Tale Of Genji Overveiw Essay, Research Paper
1. The men expected the “hidden flower” to be from the upper class, however, middle class was acceptable. Being in the lower class was totally unacceptable. The woman must have flawless beauty, intelligence, faithfulness (even though this was hypocritical), and submission. Submissiveness is a wishy-washy characteristic because Genji was most attracted to those that rejected him and did not accept his advances as Murasaki and Aoi did.
Genji wanted to mold the perfect woman or “hidden flower” out of Murasaki. She was hidden away and he kidnapped her to make her into who he wanted her to be. Genji seemed to enjoy the chase and challenges involved with women. He seemed to move from one woman to the next to boost his self esteem and solidify his image as a man.

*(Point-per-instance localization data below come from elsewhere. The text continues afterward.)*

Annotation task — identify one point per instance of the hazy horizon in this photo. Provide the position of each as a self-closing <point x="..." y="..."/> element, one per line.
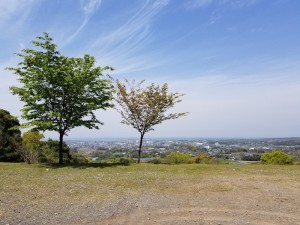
<point x="237" y="62"/>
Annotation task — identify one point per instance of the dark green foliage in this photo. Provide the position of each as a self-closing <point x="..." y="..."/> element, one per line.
<point x="178" y="158"/>
<point x="50" y="152"/>
<point x="10" y="139"/>
<point x="276" y="157"/>
<point x="60" y="93"/>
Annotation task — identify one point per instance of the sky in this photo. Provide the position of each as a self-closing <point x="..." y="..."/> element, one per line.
<point x="237" y="62"/>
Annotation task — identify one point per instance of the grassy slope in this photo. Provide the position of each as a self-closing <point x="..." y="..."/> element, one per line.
<point x="34" y="187"/>
<point x="84" y="182"/>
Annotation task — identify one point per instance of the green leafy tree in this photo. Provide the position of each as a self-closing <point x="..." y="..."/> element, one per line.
<point x="50" y="152"/>
<point x="143" y="108"/>
<point x="31" y="146"/>
<point x="60" y="92"/>
<point x="10" y="137"/>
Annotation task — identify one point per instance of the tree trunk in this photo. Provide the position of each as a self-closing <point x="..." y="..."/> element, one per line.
<point x="140" y="148"/>
<point x="60" y="151"/>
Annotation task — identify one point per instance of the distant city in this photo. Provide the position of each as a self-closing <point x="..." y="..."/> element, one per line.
<point x="230" y="149"/>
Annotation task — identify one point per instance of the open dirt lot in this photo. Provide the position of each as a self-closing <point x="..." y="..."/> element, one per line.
<point x="150" y="194"/>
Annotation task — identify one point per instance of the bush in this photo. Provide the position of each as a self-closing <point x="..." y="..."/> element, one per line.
<point x="178" y="158"/>
<point x="276" y="157"/>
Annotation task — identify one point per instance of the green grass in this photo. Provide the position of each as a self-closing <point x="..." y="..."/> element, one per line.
<point x="39" y="183"/>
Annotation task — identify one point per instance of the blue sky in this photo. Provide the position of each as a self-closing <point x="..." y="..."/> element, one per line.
<point x="236" y="61"/>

Each woman had admirable traits; however, each woman had very distinctable flaws to Genji, which discredited her from being the “perfect” woman. For example, Murasaki was very young and not submissive due to her immaturity. Aoi was very harsh and provided no chase for him because she already belonged to him. Rokujo was seven years older than Genji and was very jealous. The Saffron Flower did not possess the flawless beauty that was desired. All of these women were beautiful in their own ways; Genji was too blind to realize it.

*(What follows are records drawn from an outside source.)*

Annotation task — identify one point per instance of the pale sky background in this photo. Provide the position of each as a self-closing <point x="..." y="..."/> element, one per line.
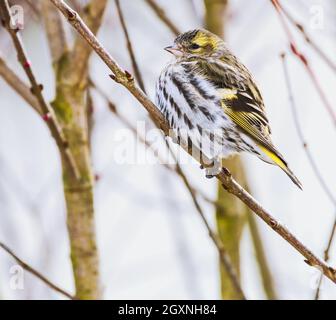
<point x="151" y="241"/>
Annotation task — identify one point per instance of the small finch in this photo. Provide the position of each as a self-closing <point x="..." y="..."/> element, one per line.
<point x="210" y="100"/>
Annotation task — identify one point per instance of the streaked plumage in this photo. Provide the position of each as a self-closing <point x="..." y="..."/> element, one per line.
<point x="210" y="98"/>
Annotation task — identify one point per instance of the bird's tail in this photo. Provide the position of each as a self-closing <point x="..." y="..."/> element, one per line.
<point x="278" y="160"/>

2. Geni was charming on the exterior to most that knew him. However, a closer examination reveals that he is selfish, uncompassionate, unfaithful and superficial. He is everything I am not looking for in a man. He sees what he wants and he takes it, as he did with Murasaki. He is very hypocritical. Genji expects his wife to be faithful to him while he is constantly sharing himself with other women.
Lady Murasaki does praise Genji; however, her compliments do not match his actions. Lady Murasaki might have experienced a similar experience in her own life. She might have been using Genji as an example to show how men are praised for doing immoral acts such as being unfaithful when women are ridiculed for such acts.

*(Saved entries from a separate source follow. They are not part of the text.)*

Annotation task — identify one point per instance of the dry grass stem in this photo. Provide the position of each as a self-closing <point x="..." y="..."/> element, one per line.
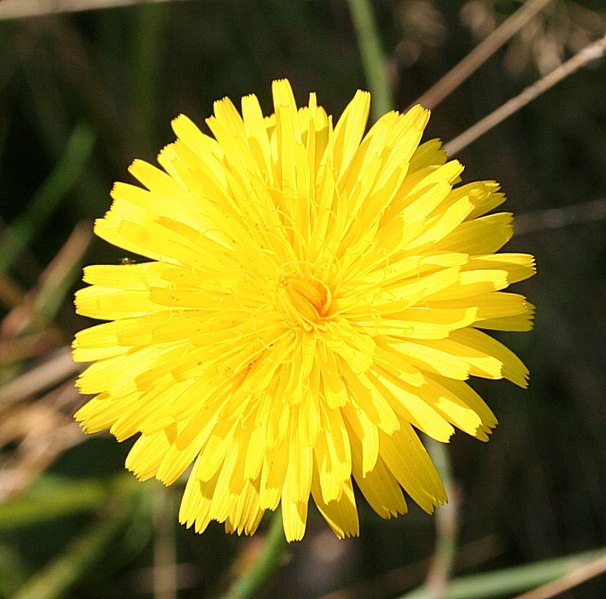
<point x="481" y="53"/>
<point x="588" y="54"/>
<point x="22" y="9"/>
<point x="53" y="371"/>
<point x="41" y="432"/>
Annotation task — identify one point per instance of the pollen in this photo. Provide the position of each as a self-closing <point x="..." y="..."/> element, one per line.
<point x="304" y="301"/>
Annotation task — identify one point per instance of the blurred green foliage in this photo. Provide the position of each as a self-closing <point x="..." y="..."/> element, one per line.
<point x="82" y="94"/>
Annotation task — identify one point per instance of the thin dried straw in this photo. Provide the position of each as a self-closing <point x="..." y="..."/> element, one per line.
<point x="588" y="54"/>
<point x="480" y="54"/>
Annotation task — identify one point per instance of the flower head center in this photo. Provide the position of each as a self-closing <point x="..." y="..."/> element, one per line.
<point x="304" y="299"/>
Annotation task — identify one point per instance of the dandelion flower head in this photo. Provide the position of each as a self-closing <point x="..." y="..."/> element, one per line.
<point x="313" y="295"/>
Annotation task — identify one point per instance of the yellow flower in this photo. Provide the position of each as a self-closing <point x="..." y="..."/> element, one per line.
<point x="314" y="296"/>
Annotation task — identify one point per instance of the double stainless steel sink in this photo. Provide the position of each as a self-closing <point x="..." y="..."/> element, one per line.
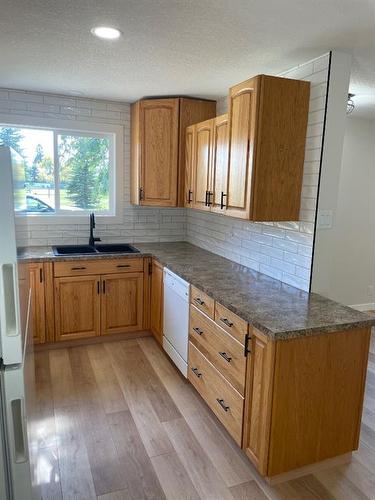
<point x="88" y="249"/>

3. Women are expected to serve men submissively. They are like flowers…beautiful, fragile and they have no choice in who comes along and picks them. Women were used for entertainment and satisfaction. The book seemed to basically revolve around Genji’s relationships with women.
4. Clothes represented social status throughout the novel. Even if women were not completely acceptable to Genji, he would send them clothes to bring them up to his standards. People were very self-conscious of style. Still today people are judged based on name brands and styles of clothing.
5. Sneaking around was a central theme in the novel. Shadows and screens enhanced this subject. The houses and rooms were easily entered and open which might have represented the ease with which Genji entered into affairs with various women. The houses were remote which made sneaking around possible. Several instances occurred which represented the characters emotions and the events taking place. For example, the storm after Aoi’s death represented the mourning and darkness in Genji’s life.
6. Poetry and letters were the main form of communication throughout the novel. Secrecy and coded information were very important as well. Secrecy made the encounters more exciting and mystifying. People were judged by how well they wrote poetry and the style in which it was written. The color of the paper was also vital for it set the mood and communicated unwritten emotions.